Levitan was also excited about Amazon Athena, a new service for running queries on data in AWS S3 that uses standard Structured Query Language (SQL).

“It lets you query S3 directly, which is really big for us,” he said.

Levitan also expressed pleasure with the announcement of four new AWS instance families.

“Some of these new instances will be more powerful for our clients who need that,” he said. “There are simply more options.”

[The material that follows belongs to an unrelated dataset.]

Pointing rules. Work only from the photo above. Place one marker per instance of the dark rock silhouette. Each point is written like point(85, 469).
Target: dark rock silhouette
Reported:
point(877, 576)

AWS announced a new Rekognition image recognition service, which Levitan said will have strong applicability to some use cases.

“Rekognition is driven by an API so anyone who uses images can use it,” he said. “We have a customer now, who would use this, who use  facial recognition for security,  and who lives on AWS.”

AWS also announced Amazon Lex, deep learning technology which upgrades Alexa, Amazon’s voice-activated virtual assistant as well as the new Amazon Polly text-to-speech service. Levitan acknowledged that the commercial utility of this for TriNimbus today is limited, but that from a broader technology point of view, it is incredibly important.

“Alexa is now superpowerful,” he said. “You can speak to it. It can play music, and check the weather. It’s something that any app developer can use now, together with the text-to-speech service. For us as a business, it’s not that important. But for technology it will be huge. I got one of these, when it was Echo, last year at the partner summit, and I didn’t know what it was. I certainly didn’t think Echo would be big. But kids think its cool. And now they’ve opened it up to developers, with its powerful combination of AI, deep learning and ability to communicate with the machine.”